Emergency planning is a top priority in the nuclear industry. Being prepared for any event at a site ensures the safety of the public and nuclear employees. While most believe emergency planning and preparedness was born in 1979, it continues to evolve within the nuclear industry, and it is a collaborative effort between utilities, counties, states and federal agencies.
An important part of emergency preparedness in Duke Energy’s service area includes outdoor warning sirens, which are owned and installed by Duke Energy around its nuclear stations. They are pole-mounted safety sirens and extend out for a 10-mile radius in the communities surrounding the plants. The sirens are managed by the local county emergency preparedness division and can be sounded for any type of emergency where public action is needed such as a tornadoes, hurricanes or flooding.

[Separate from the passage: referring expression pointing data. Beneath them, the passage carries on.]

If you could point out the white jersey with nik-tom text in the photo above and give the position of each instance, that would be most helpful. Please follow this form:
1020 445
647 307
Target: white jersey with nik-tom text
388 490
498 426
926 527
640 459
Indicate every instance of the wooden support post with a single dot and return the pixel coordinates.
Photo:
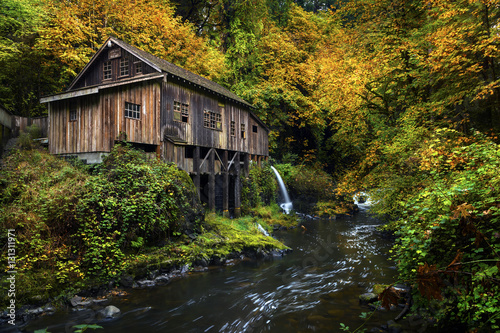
(237, 187)
(225, 184)
(196, 169)
(211, 180)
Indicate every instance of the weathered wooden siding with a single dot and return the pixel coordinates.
(101, 119)
(21, 123)
(94, 74)
(196, 134)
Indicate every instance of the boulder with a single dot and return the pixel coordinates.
(368, 298)
(109, 312)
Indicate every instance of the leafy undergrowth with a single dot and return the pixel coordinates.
(446, 195)
(220, 238)
(77, 227)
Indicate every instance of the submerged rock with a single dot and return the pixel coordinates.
(109, 312)
(368, 298)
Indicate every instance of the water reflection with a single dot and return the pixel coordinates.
(314, 288)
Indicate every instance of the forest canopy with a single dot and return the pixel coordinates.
(397, 97)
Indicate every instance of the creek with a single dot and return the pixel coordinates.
(313, 288)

In the unlikely event of an emergency at a nuclear plant, plant officials notify local emergency officials, including the county, and the outdoor warning sirens located in the 10-mile emergency planning zone (EPZ) can be activated to alert the public to the situation. The outdoor warning sirens sound for three-minute intervals if there is an emergency that could affect the public. If there were an emergency at a nuclear station, Duke Energy would notify county, state and federal officials who would make the decision regarding sounding the sirens and any public protective actions. The outdoor warning sirens are part of the Emergency Alert System (EAS). Hearing a siren does not mean individuals should evacuate. The siren warning system is to prompt individuals to go inside and listen to their local radio or television station for an emergency alert system message.
Outdoor warning sirens are activated from a radio-controlled system and are regularly tested to make sure they work properly. Residents within the 10-mile EPZ are provided information on siren test dates and times. There are several types of siren tests performed at different times – some weekly, monthly or quarterly. “Silent tests” confirm the radio feedback system receives a signal. A “low growl” test verifies proper operations as well as radio feedback signal receipt, and results in a momentary sound, or growl, of the siren. A full volume test results in the sirens sounding for several minutes. If sirens are heard and residents are not sure if it is a test of the system or an emergency, they should tune to a local radio station or television station. If there is an emergency, the stations will interrupt regular broadcasting to provide information to the public.
All nuclear facilities have multiple backup safety systems to ensure safe operations. Additionally, emergency exercises are conducted with plant personnel, state, county and federal agencies to ensure emergency plans are effective and participants are well trained.
Outdoor warning sirens provide another layer of protection that can be utilized to ensure public health and safety during any type of emergency at a nuclear site or in the community.